Our director, Ann, to our benefit, had the honor of meeting Ramiz Nukic, another person with an incredible story and means of healing. He has been searching for remains from the genocide in the woods near his home in the small village of Kamenice near Srebrenica for over fifteen years after he returned. Ramiz lost his father and brothers in the war, and has reunited over 200 people with their lost loved ones due to the days and years he has spent in the woods, often finding remains each day from previous mass gravesites. He notifies ICMP officials, and they repeat the process of obtaining the remains for identification. Ramiz of course does not know any of the identities of the remains he has unearthed. He is disappointed in his country, that he alone is tasked with finding remains, the work of one dedicated person. His statements highlighted the reality of the country’s capability of unearthing thousands of more remains if it actually initiated a serious effort to do so.

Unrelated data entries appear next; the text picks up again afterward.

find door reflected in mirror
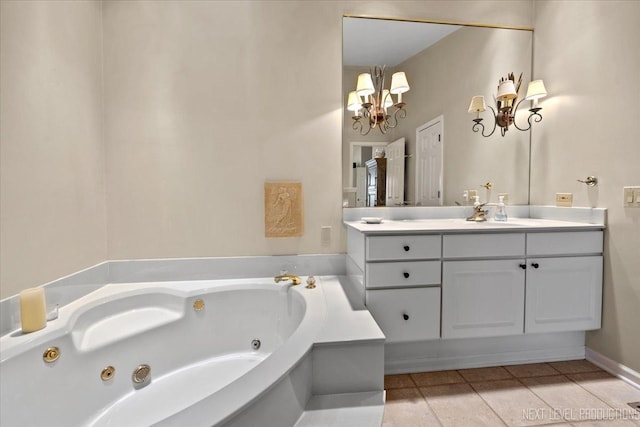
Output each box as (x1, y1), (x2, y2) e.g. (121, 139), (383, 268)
(343, 17), (533, 207)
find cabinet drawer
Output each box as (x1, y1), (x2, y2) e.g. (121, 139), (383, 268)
(367, 288), (440, 342)
(527, 231), (603, 255)
(365, 261), (440, 288)
(366, 235), (441, 261)
(442, 233), (524, 258)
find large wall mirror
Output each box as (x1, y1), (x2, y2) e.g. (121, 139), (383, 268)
(342, 17), (533, 207)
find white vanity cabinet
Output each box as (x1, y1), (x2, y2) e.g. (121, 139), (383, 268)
(442, 259), (525, 338)
(442, 233), (525, 338)
(525, 231), (603, 333)
(364, 234), (442, 342)
(348, 220), (603, 343)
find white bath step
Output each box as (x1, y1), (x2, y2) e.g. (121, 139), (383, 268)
(294, 391), (384, 427)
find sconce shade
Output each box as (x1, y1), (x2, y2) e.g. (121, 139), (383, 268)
(390, 71), (409, 95)
(380, 89), (393, 108)
(525, 80), (547, 100)
(496, 80), (518, 100)
(469, 96), (487, 113)
(356, 73), (376, 96)
(347, 90), (362, 111)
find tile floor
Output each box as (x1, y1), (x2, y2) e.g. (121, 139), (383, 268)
(382, 360), (640, 427)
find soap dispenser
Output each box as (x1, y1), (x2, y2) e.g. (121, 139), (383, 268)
(493, 196), (507, 221)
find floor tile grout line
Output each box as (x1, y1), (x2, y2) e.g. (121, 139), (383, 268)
(469, 383), (511, 427)
(418, 383), (450, 427)
(523, 374), (615, 425)
(567, 371), (617, 409)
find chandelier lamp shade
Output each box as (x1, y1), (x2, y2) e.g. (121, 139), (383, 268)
(468, 73), (547, 137)
(347, 65), (409, 135)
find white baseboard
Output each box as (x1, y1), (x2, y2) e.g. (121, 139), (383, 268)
(585, 347), (640, 389)
(384, 332), (585, 375)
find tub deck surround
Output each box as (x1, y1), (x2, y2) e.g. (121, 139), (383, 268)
(0, 254), (346, 336)
(0, 276), (384, 426)
(345, 206), (606, 373)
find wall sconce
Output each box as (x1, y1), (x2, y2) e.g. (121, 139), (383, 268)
(347, 65), (409, 135)
(469, 73), (547, 137)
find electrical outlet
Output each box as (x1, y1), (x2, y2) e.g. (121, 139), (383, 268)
(320, 225), (331, 246)
(556, 193), (573, 208)
(623, 187), (640, 208)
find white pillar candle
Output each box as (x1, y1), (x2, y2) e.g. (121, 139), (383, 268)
(20, 288), (47, 334)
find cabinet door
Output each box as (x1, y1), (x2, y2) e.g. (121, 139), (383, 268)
(367, 287), (440, 342)
(525, 256), (602, 332)
(442, 260), (525, 338)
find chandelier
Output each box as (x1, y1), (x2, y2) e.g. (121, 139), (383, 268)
(469, 73), (547, 137)
(347, 65), (409, 135)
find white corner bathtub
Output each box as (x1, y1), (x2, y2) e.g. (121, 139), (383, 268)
(0, 279), (326, 427)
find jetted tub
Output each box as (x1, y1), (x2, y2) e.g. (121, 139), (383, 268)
(0, 278), (326, 427)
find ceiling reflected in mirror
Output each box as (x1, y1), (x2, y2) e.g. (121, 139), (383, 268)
(343, 17), (533, 206)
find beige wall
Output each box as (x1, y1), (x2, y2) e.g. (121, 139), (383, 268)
(104, 1), (532, 259)
(531, 1), (640, 371)
(0, 0), (107, 298)
(0, 0), (533, 288)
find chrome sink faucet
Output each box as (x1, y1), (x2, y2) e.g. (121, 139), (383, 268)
(273, 274), (302, 286)
(467, 203), (489, 222)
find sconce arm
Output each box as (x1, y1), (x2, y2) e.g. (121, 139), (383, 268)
(471, 105), (498, 138)
(513, 98), (542, 131)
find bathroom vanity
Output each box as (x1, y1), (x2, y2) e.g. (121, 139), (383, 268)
(345, 209), (604, 372)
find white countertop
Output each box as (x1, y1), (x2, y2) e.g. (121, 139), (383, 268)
(345, 218), (605, 234)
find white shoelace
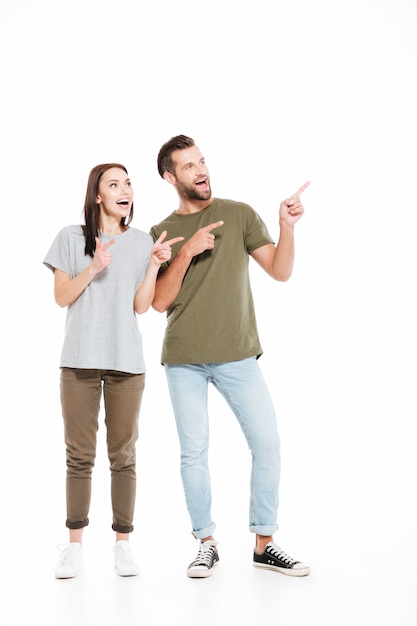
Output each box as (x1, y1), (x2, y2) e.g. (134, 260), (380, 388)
(191, 541), (215, 567)
(266, 543), (299, 565)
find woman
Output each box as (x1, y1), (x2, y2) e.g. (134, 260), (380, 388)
(44, 163), (182, 578)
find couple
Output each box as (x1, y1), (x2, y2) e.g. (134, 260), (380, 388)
(44, 135), (310, 578)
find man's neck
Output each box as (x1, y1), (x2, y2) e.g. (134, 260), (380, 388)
(175, 197), (213, 215)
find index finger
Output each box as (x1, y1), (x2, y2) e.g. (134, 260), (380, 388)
(96, 237), (115, 251)
(291, 180), (311, 197)
(202, 220), (224, 233)
(164, 237), (184, 246)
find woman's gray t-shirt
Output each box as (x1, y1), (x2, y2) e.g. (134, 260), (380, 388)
(43, 225), (153, 374)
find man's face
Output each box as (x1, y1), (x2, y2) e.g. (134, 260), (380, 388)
(172, 146), (211, 200)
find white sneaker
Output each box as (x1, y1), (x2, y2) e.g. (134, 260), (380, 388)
(55, 542), (83, 578)
(113, 539), (139, 576)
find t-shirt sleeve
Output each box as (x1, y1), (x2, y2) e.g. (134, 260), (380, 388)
(43, 229), (71, 275)
(245, 205), (274, 252)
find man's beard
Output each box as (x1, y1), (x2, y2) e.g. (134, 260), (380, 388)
(177, 178), (211, 200)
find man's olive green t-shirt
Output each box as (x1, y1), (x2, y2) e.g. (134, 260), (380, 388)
(150, 198), (273, 364)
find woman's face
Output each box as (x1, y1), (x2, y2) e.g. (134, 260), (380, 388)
(96, 167), (133, 221)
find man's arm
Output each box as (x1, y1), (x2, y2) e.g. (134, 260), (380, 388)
(251, 181), (310, 282)
(152, 221), (223, 313)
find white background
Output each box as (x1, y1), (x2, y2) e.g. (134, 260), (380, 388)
(0, 0), (417, 626)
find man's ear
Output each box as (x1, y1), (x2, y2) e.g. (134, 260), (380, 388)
(164, 172), (177, 185)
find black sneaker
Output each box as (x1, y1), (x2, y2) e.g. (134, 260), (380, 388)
(187, 540), (219, 578)
(253, 541), (310, 576)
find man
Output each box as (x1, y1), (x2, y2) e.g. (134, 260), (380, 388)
(151, 135), (310, 578)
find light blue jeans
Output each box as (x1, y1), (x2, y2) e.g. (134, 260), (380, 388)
(165, 357), (281, 539)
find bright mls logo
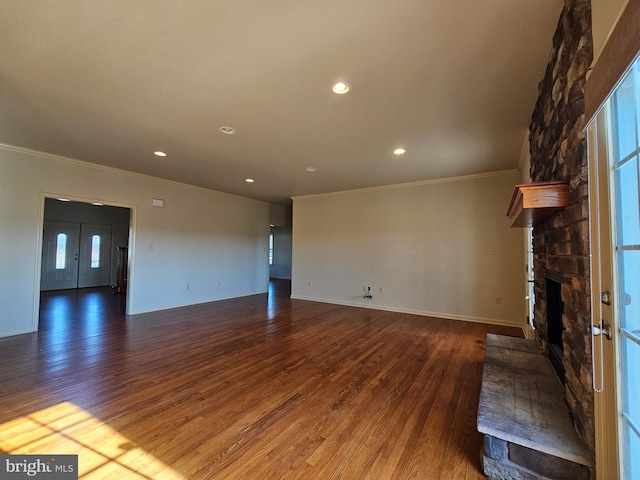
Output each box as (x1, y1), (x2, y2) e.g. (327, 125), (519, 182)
(0, 455), (78, 480)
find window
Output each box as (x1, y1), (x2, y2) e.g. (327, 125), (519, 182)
(269, 233), (273, 265)
(91, 235), (100, 268)
(611, 55), (640, 478)
(55, 233), (67, 270)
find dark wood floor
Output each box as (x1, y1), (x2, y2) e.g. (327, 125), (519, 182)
(0, 281), (520, 480)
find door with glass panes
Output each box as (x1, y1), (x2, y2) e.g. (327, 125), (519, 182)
(40, 222), (111, 291)
(589, 55), (640, 480)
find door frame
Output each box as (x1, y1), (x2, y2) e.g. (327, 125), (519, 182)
(587, 110), (620, 479)
(31, 192), (138, 332)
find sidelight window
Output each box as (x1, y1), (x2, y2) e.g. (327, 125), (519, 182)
(55, 233), (67, 270)
(91, 235), (100, 268)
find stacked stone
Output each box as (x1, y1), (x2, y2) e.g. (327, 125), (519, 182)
(529, 0), (595, 454)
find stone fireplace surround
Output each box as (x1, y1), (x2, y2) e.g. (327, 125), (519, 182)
(529, 0), (595, 456)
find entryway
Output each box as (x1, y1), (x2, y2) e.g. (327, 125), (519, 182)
(40, 198), (131, 328)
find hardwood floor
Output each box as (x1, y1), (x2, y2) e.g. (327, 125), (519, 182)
(0, 282), (520, 480)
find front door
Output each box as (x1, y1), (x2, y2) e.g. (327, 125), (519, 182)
(589, 57), (640, 480)
(78, 223), (111, 288)
(40, 222), (111, 291)
(40, 222), (80, 291)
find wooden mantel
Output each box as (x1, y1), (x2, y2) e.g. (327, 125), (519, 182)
(507, 182), (569, 227)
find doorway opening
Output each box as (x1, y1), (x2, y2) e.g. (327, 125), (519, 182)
(38, 198), (132, 323)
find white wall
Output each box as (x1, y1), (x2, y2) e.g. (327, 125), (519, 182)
(591, 0), (629, 65)
(0, 146), (269, 336)
(292, 170), (525, 326)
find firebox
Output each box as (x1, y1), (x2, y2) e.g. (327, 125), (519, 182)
(546, 270), (565, 384)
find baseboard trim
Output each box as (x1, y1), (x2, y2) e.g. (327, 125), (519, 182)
(291, 295), (524, 332)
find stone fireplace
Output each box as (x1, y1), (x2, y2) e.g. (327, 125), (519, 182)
(529, 0), (595, 455)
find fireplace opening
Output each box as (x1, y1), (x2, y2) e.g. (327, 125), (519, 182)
(546, 270), (565, 384)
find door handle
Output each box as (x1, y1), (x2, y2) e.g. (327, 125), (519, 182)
(593, 321), (613, 340)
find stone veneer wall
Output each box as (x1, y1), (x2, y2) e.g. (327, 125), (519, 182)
(529, 0), (595, 455)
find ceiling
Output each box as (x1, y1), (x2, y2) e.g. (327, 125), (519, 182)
(0, 0), (563, 204)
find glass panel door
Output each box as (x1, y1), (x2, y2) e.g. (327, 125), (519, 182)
(610, 55), (640, 479)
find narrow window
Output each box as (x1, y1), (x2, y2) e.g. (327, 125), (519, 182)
(91, 235), (100, 268)
(269, 233), (273, 265)
(56, 233), (67, 270)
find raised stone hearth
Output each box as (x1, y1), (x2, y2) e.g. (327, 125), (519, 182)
(478, 334), (595, 480)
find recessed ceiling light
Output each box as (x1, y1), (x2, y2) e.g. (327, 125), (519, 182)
(332, 82), (351, 95)
(220, 127), (236, 135)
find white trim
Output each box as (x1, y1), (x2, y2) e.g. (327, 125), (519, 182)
(291, 168), (518, 200)
(291, 295), (525, 331)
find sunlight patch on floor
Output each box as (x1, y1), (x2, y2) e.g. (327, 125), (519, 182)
(0, 402), (184, 480)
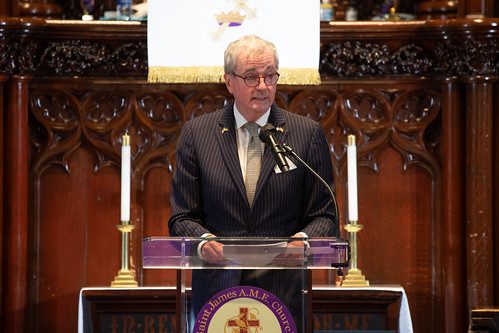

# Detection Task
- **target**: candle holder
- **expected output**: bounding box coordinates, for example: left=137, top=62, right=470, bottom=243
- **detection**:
left=111, top=221, right=138, bottom=288
left=341, top=221, right=369, bottom=287
left=341, top=135, right=369, bottom=287
left=111, top=134, right=138, bottom=288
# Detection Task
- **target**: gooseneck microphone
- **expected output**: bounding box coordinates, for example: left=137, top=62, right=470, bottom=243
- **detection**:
left=282, top=142, right=340, bottom=222
left=258, top=123, right=289, bottom=173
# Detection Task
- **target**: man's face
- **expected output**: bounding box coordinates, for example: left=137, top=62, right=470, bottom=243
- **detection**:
left=224, top=52, right=277, bottom=121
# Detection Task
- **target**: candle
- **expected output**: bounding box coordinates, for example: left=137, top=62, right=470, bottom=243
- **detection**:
left=121, top=134, right=132, bottom=222
left=347, top=135, right=359, bottom=222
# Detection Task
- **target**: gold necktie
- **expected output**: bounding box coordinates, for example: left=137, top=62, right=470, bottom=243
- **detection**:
left=244, top=122, right=262, bottom=207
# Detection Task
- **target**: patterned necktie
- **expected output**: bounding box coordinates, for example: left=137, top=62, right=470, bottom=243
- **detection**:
left=244, top=122, right=262, bottom=207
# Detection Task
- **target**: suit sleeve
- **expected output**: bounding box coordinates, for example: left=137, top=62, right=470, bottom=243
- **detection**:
left=302, top=124, right=340, bottom=237
left=168, top=122, right=209, bottom=237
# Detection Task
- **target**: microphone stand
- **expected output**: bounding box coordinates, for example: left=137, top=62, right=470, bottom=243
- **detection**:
left=281, top=142, right=340, bottom=218
left=281, top=142, right=350, bottom=282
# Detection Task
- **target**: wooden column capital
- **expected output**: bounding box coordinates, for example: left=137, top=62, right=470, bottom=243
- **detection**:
left=19, top=0, right=62, bottom=18
left=418, top=0, right=458, bottom=20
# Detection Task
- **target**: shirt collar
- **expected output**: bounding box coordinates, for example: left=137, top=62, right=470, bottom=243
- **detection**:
left=234, top=103, right=270, bottom=130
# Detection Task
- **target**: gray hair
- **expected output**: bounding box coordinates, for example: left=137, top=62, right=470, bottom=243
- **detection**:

We had the honor of meeting another hero, another person whose story and strength I hope I will always remember throughout my life. Her name is Saliha Osmanovic, and she lives in a beautiful house across the river Drina from Serbia, about 40 minutes or so outside of Srebrenica, a route that crosses through a beautiful mountain road with views of lakes and the dammed Drina, and the vivid blue-green water for which Bosnian rivers and lakes are so famous. Saliha lost her husband and her sons in the war, and has since returned to the site where her original home that she shared with her family once stood. The home has since been rebuilt, surrounded by beautiful flowers and trees, and the property features an enormous garden behind the house in which Saliha cultivates every delicious vegetable and fruit that thrives so well in this country. We enjoyed some of the best food we have ever tasted in our lives, and then we listened to Saliha’s story and her words when she was relatively certain we had enough food to sustain ourselves for a week. Saliha has testified against some of the worst perpetrators of the genocide in Belgrade and in The Hague. She has met numerous world leaders and dignitaries. She continues to live across the Drina from Serbia, and in a region of her country that denies the genocide that took her sons and husband from her. She has relived the horror of her sons’ and husband’s deaths as Serb footage of her captured husband and son has been presented before her-often without warning- and those accounts have also been repeated countless times over the past two decades. Saliha however did not repeat those accounts. She questioned the injustice of denial and asserted her own strength and desire to heal in her own way, to be a symbol of strength and truth.


Our group with Saliha

-Photo courtesy of Ann Petrila

Our last day comprised visits to the Srebrenica exhibit, which is housed in the old U.N. Dutchbat, or Dutch Battalion base, and the adjacent old battery factory, further symbols of atrocity and evil that now stand as sites of justice and healing. The old Dutch base resembles something from an apocalyptic account or horror movie. Most of the building is unstable in construction, and is completely gutted, with the old blue U.N. blinds mangled in the windows. The section of the building behind those quarters however was a stark contrast-it was undergoing construction as a future site for a museum. The exhibit was informative and raw as it featured different informational topics, ranging from judicial investigations into the genocide to survivors’ accounts to guilty pleas from participants. We were able to learn about these topics as we watched documentaries of various accounts at each topical mini-exhibit. The old battery factory was one of the many execution sites just in the Srebrenica area. Bullet holes from the execution cover the walls of the factory and serve as constant reminders of a not too distant past as we walked through the building and viewed its exhibits. The building comprised many of the harrowing photographic images of the war, which once again raised many individual questions for us all. We completed the visit with Hasan’s final account of his experiences. We have garnered an idea of his resilience during our short time with him, however we were able to understand his reasoning for remaining here in Bosnia, and his lifelong devotion to his own heroic cause for justice and truth.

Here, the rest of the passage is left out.